Athletes have brought the issue of mental health to the forefront of a national discussion. Superstars in their respective sports including Simone Biles, Naomi Osaka, and Michael Phelps have courageously voiced what other athletes have increasingly openly acknowledged — how they have battled with mental health issues during their athletic careers. Such high-profile expressions of mental health challenges have helped destigmatize issues of mental health for everyone. That is, they have made raising the personal and collective issue of mental health more discussable.
What are the applications of this newfound openness to discussing mental health issues within the context of organizational life? Most of us live in organizations for at least eight hours a day, five days a week. For many it’s a lot more time than that. Often, especially prior to the remote work necessities brought on by COVID, we saw our co-workers as much if not more than our families. Certainly, the workplace setting must have something to do with mental health. And it does. The themes expressed by athletes apply to organizations across different levels from executives and managers to individual contributors.

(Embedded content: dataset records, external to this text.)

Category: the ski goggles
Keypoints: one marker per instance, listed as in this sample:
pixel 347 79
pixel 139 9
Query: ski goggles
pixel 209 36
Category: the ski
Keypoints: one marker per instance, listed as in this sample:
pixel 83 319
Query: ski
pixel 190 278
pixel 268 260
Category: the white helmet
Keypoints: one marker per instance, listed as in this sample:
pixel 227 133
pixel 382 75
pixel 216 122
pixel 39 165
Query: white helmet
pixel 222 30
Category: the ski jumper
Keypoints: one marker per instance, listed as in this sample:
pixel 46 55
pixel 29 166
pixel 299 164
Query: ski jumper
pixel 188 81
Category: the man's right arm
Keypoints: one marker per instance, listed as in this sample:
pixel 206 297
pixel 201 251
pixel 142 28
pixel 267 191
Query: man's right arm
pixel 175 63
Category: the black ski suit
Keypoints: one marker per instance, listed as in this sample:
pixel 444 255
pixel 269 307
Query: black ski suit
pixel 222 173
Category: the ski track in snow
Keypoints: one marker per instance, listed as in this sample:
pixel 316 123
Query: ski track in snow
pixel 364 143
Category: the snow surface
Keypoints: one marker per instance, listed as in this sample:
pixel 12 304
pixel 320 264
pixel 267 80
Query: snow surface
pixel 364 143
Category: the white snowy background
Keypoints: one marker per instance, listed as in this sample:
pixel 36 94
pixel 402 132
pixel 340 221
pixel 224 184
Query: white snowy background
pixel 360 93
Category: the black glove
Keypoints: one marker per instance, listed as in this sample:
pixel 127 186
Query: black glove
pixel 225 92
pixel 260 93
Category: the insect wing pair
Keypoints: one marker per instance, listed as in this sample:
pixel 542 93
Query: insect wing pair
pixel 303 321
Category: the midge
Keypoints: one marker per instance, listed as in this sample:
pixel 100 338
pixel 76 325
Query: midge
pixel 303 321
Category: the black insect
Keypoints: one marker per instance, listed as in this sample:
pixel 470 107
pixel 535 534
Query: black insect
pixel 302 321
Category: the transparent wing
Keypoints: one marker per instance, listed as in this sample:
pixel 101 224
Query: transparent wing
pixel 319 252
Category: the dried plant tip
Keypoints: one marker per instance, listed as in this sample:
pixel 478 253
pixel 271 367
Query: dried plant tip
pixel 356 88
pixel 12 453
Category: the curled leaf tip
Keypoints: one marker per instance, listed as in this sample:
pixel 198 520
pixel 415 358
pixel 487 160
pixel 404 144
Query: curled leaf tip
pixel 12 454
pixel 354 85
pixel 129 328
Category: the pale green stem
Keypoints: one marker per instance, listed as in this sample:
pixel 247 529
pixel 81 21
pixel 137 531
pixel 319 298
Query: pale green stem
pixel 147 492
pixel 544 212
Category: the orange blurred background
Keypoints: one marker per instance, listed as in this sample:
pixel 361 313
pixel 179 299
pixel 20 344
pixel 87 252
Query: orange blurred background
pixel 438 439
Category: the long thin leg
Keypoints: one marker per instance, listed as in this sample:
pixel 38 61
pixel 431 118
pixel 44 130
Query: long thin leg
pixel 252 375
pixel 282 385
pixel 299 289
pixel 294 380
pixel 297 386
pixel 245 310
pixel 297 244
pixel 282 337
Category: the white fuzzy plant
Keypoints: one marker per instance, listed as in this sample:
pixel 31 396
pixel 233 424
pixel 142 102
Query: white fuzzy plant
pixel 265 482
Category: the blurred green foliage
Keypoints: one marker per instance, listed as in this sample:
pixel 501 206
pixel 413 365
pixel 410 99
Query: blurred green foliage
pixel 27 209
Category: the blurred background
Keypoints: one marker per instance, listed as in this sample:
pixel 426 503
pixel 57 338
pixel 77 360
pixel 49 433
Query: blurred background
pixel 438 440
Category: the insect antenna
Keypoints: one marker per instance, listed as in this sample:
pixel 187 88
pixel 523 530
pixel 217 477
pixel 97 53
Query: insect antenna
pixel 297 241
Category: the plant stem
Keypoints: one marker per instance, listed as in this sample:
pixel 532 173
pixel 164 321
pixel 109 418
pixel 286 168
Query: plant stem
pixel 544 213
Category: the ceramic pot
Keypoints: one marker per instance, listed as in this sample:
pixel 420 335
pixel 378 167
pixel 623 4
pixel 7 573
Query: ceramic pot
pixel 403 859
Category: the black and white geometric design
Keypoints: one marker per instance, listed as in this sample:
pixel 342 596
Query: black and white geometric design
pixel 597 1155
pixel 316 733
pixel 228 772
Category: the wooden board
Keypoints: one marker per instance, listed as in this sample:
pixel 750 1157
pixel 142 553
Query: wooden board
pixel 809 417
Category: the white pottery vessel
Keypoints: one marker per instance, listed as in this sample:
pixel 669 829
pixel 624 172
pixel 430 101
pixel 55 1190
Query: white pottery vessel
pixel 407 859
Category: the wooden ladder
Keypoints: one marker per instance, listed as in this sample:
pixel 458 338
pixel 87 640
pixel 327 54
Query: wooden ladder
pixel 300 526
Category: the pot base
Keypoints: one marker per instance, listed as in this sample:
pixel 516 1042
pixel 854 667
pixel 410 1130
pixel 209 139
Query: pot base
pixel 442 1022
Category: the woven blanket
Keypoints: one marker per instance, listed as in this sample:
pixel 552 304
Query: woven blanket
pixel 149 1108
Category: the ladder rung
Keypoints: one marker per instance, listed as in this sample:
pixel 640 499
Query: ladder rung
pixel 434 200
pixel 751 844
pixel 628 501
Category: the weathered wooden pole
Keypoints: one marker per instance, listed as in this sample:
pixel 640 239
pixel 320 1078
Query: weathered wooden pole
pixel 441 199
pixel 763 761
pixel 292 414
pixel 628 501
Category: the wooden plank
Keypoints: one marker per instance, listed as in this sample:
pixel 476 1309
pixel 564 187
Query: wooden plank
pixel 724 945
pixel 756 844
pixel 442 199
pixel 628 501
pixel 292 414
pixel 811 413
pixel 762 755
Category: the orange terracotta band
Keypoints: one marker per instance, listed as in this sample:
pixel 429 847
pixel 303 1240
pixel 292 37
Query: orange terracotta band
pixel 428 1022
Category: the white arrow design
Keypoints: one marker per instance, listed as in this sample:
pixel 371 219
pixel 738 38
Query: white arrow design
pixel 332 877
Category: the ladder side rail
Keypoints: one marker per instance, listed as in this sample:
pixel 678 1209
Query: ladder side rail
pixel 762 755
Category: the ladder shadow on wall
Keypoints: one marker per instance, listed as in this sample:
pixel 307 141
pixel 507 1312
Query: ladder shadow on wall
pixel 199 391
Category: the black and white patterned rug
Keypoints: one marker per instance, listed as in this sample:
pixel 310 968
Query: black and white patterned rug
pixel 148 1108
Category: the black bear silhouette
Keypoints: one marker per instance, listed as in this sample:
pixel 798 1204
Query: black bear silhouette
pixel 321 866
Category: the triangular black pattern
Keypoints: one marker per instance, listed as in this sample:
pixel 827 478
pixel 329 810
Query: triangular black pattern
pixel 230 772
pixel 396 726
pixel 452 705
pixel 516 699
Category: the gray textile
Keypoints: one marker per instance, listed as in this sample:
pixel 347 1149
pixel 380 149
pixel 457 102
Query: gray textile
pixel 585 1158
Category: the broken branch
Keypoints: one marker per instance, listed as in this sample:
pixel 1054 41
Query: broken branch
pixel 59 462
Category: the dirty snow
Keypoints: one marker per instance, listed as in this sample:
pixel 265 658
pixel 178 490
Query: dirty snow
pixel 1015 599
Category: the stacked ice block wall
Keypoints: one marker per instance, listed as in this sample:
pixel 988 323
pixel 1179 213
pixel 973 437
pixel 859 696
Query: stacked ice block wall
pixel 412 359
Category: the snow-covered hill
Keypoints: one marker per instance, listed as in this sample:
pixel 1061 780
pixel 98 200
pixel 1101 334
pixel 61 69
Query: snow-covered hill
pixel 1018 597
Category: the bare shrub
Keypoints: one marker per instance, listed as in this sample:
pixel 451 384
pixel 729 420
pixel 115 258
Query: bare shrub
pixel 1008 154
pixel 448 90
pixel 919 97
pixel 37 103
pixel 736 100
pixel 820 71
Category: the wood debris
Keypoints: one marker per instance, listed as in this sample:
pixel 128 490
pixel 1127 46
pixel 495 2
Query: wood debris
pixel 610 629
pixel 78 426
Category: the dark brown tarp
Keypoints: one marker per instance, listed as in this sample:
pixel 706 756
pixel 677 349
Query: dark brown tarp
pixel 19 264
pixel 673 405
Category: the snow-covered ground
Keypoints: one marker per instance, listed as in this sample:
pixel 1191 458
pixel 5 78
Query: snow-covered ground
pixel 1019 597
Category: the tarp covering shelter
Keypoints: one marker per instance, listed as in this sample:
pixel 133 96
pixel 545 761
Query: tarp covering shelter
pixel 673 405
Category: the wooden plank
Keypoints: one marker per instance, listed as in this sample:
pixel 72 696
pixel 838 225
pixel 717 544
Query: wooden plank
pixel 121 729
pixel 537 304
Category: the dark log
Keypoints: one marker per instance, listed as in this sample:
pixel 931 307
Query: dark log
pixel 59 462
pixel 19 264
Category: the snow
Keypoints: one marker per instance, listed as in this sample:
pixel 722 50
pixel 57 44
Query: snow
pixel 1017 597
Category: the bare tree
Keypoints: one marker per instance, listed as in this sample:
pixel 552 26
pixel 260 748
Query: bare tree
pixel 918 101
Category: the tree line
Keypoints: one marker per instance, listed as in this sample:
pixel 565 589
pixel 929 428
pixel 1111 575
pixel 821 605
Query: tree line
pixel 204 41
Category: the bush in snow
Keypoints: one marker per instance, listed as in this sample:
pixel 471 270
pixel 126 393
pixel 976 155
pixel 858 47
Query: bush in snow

“Stress” is a common word individuals use to express their psychological response to work. It’s a safer word than “anxiety” or “depression,” in part because it’s an accepted aspect of the work experience. We all know that work can be stressful. It’s also a more neutral word. Stress, as psychologists tell us, isn’t always bad. Some of it reflects the “ambition” of wanting to succeed at certain tasks or achieve certain goals. It’s only when stress results in an inability to cope with the external demands these goals require that it becomes “distress” that can manifest itself into other mental health issues. I suspect many employees, at all levels, use the word stress to feel psychologically safer in discussing what are really feelings of distress.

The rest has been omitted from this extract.